Solution to POJ 1045

The problem is on here↗.

Analysis #

It is hard to go with the direct fomular, because there is no build-in way to calculate a differential. However, we can approach it with the definition of differential: $\frac{df(x)}{dx} = \lim_{\Delta x \to +\infty}\frac{f(x+\Delta x)-f(x)}{\Delta x}$. Usually make $\Delta x$ equal to DOUBLE_EPSILON.

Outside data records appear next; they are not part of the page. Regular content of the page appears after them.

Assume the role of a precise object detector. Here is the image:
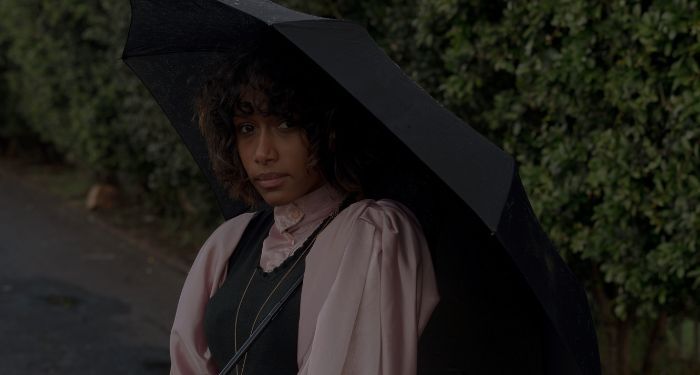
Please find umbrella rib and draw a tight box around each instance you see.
[122,48,235,60]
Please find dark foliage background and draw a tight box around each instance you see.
[0,0,700,374]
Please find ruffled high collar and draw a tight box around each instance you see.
[260,184,344,272]
[274,184,343,234]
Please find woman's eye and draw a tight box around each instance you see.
[237,123,255,134]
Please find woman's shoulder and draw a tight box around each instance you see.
[346,199,420,230]
[195,212,255,262]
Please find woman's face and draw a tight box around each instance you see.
[233,97,323,206]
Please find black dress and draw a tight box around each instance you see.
[204,210,304,375]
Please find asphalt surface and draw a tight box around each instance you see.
[0,170,185,375]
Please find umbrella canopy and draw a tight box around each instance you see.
[123,0,600,374]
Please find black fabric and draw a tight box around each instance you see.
[204,210,304,375]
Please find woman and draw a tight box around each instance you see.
[170,38,438,375]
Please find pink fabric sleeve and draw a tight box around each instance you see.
[170,214,252,375]
[299,201,439,375]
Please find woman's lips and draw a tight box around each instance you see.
[255,173,287,189]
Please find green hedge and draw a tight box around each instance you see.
[0,0,216,220]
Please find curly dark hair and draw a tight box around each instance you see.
[196,38,362,205]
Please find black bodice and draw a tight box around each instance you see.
[204,210,304,375]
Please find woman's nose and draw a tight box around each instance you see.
[255,130,277,164]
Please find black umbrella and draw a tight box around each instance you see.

The first thing we should do is to simplification the formulas. From $v_1=V_S\cos{\omega t}$, $v_2=V_R\cos(\omega t + \theta)$, $v_2=iR$, and $i=C\frac{d(v_1-v_2)}{dt}$, we could come out an equation shown below:

$$V_R\cos(\omega t+\theta)=CR(\frac{d v_1}{dt}-\frac{d v_2}{dt})$$

After simplification, it would turn into the equation shown below:

$$V_R\cos(\omega t+\theta)=\omega CR[V_R\sin(\omega t+\theta)-V_S\sin{\omega t}]$$

When $\omega t+\theta=0$, it would show us:

$$V_R=\omega CRV_S\sin\theta$$

When $\omega t=0$, it would show us:

$$V_R\cos\theta=\omega CRV_R\sin\theta$$

which would further lead to $\tan\theta=\frac{1}{\omega CR}$.

As a consequence, we know how to calculate $V_R$.

Easy Solution #

#include <cstdio>
#include <cmath>

int main(void)
{
    double Vs, R, C;
    int n;
    scanf("%lf%lf%lf%d", &Vs, &R, &C, &n);
    while(n--) {
        double omega;
        scanf("%lf", &omega);
        double CRw = C * R * omega;
        double phi = atan(1.0 / CRw);
        printf("%.3lf\n", CRw * Vs * sin(phi));
    }
    return 0;
}

Please pay more attention about “… output should be rounded to three digits after the decimal point.”.